The extent to which Windows 8 will catch on has been hotly contested.
Vendors have been showing off new form factors for months, often with the help of Intel, whose Ultrabook fortunes are largely tied to Microsoft's new offering. Central to many of the manufacturer's pitches has been how the touch-friendly OS will transform the computing experience.
At the same time, many analyst firms -- notably Gartner -- have been bearish. Consumer popularity will be tough, especially given Apple's stranglehold over the tablet category. Apple's slowing iPad sales might be a sign that buyers are ready for something new -- but they might also simply indicate that many would-be purchases were delayed due to escalating iPad Mini rumors. On the enterprise side, meanwhile, many businesses are still amortizing their Windows 7 investments, making a quick leap to the newest release unlikely. This challenge is exacerbated by the fact that many businesses wait several years, for reasons related to stability and security, before deploying a new OS.
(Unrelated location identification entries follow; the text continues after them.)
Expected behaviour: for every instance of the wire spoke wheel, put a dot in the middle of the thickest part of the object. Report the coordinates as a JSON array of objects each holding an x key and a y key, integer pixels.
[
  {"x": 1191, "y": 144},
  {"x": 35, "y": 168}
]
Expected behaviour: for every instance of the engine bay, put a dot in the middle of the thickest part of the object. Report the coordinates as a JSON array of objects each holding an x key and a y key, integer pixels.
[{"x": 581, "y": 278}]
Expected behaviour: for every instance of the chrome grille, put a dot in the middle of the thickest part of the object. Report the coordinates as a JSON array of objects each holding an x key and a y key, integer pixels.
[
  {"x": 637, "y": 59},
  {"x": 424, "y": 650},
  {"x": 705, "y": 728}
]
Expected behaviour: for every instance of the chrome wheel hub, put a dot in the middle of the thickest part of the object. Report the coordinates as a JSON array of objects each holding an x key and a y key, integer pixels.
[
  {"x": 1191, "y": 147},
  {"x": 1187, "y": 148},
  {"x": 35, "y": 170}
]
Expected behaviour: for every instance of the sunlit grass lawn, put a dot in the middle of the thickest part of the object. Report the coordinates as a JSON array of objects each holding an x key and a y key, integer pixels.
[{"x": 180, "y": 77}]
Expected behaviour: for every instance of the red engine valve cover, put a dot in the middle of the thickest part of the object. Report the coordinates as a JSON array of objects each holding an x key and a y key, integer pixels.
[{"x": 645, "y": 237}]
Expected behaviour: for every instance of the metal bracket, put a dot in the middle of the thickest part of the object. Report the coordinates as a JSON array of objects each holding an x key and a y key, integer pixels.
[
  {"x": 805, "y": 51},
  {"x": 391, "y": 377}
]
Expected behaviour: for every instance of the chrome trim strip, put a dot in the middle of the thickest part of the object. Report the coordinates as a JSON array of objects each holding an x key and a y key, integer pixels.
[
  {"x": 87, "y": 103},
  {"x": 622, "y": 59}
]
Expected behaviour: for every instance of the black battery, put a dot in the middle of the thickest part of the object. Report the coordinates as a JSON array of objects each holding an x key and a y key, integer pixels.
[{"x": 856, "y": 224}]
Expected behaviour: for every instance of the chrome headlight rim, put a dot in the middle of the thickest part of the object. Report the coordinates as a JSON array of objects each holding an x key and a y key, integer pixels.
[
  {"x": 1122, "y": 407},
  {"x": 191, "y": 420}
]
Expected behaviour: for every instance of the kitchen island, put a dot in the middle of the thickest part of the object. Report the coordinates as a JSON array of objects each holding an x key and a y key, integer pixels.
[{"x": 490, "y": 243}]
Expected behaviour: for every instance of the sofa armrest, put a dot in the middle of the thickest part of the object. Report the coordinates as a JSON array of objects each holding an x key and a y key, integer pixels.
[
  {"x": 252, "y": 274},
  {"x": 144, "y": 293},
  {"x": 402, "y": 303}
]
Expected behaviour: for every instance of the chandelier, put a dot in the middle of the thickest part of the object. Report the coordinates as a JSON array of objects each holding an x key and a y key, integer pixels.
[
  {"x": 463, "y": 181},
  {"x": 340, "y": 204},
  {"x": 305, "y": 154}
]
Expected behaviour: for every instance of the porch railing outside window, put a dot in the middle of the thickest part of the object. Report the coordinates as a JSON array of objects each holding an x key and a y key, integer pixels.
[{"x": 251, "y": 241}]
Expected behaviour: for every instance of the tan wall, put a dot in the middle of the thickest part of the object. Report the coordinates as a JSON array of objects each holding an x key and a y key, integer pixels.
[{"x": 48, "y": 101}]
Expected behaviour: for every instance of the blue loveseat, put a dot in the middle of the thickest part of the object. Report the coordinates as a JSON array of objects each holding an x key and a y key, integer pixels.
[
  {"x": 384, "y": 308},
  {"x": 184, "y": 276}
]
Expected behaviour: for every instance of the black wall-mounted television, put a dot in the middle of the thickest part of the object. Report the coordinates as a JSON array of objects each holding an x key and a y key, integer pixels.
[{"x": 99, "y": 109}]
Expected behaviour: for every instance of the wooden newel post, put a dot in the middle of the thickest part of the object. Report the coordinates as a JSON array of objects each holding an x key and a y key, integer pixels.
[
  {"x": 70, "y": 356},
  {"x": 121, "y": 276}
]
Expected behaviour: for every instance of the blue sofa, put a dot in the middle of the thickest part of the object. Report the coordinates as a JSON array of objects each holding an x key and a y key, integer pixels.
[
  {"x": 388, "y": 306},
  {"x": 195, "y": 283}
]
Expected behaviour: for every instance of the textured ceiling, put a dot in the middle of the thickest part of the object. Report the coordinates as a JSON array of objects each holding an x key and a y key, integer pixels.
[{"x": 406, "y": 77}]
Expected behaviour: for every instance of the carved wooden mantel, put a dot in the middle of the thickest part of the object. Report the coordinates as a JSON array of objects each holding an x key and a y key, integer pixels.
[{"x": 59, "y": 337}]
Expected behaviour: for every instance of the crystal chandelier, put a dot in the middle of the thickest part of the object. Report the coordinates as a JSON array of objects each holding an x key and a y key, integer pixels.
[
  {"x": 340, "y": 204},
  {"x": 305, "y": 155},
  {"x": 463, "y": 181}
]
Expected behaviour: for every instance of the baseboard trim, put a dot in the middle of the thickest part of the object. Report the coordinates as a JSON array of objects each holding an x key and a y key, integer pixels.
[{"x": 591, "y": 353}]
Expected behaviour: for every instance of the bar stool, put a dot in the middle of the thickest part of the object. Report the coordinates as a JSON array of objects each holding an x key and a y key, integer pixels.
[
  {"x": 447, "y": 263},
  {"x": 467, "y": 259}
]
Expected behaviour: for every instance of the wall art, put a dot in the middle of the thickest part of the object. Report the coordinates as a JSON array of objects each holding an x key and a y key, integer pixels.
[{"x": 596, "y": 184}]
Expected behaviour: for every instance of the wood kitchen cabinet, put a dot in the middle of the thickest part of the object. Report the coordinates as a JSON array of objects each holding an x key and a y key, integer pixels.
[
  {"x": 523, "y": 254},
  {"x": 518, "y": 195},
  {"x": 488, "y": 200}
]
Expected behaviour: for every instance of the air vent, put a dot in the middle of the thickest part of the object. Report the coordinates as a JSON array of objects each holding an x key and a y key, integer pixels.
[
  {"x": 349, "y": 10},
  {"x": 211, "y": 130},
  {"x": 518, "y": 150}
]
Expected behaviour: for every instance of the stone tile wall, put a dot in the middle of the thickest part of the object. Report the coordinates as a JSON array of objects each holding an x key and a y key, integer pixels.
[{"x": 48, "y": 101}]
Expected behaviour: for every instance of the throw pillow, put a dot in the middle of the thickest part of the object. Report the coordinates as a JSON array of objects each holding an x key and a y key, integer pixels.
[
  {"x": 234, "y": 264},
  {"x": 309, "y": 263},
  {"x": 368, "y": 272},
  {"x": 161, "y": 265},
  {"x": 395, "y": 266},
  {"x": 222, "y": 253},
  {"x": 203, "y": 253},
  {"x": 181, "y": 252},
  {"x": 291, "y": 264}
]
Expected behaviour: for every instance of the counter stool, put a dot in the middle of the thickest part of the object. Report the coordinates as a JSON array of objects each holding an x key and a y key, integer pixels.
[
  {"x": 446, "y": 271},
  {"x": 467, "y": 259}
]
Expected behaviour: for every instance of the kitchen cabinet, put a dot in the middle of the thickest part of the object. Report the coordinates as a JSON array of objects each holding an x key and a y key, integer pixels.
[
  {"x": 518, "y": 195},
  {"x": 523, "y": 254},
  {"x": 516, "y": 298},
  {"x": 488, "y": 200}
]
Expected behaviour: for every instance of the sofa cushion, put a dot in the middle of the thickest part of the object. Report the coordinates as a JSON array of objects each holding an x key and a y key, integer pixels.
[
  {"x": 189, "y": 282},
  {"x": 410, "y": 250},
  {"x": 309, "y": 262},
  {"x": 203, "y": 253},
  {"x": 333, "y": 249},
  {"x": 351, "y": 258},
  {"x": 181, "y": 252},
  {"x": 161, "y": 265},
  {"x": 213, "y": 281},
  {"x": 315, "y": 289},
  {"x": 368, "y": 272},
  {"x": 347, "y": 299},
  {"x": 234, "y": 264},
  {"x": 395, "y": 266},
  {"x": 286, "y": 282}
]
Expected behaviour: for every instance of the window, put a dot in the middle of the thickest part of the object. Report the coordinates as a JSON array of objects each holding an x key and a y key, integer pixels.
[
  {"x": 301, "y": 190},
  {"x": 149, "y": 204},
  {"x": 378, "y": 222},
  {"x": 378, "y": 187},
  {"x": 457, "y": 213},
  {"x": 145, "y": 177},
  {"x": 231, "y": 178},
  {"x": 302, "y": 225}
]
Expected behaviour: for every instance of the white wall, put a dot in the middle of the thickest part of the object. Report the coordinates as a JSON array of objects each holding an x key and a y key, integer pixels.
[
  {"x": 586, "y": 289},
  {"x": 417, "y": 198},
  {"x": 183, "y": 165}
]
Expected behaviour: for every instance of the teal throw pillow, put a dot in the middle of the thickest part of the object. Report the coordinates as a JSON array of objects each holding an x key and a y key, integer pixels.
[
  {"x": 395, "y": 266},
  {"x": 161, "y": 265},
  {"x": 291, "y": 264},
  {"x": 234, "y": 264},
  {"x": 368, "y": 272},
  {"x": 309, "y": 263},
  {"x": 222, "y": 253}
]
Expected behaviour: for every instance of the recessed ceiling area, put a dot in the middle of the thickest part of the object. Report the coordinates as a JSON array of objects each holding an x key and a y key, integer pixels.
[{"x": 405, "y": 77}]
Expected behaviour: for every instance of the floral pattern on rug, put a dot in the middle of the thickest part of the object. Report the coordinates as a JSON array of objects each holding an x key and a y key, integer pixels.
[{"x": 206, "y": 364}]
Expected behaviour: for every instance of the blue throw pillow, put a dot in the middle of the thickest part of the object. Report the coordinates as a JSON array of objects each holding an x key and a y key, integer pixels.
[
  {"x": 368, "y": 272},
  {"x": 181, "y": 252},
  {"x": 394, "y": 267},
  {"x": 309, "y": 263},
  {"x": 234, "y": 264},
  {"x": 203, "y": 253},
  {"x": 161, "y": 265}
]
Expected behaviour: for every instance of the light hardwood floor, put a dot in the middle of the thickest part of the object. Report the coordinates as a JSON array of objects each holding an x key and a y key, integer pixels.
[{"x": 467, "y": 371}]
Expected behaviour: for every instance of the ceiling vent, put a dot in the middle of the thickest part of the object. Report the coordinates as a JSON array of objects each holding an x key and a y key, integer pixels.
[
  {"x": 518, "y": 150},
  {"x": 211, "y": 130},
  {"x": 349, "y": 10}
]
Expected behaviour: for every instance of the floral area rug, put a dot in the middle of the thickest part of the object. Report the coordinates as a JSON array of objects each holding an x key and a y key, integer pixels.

All of this might be a moot point, however, if consumers fall in love with Surface, or, for that matter, any of the new Windows 8 devices. The consumerization of IT means that, to a large extent, non-IT staff can now call the shots. The iPad, for example, was hardly built with enterprises in mind -- but because of its popularity, the device became a primary catalyst behind the BYOD phenomenon.
Surface's ability to crack the enterprise space has been particularly debated; with its consumption-oriented UI and its inability to run x86 apps, the device has been seen as a tool with limited business use. However, outside of Microsoft Office, fewer and fewer employees rely on legacy apps. Some employees have needs for which Windows RT will be insufficient, to be sure, but because the mobile OS supports Office, its chances of entering the BYOD fray are not as far fetched as some have said.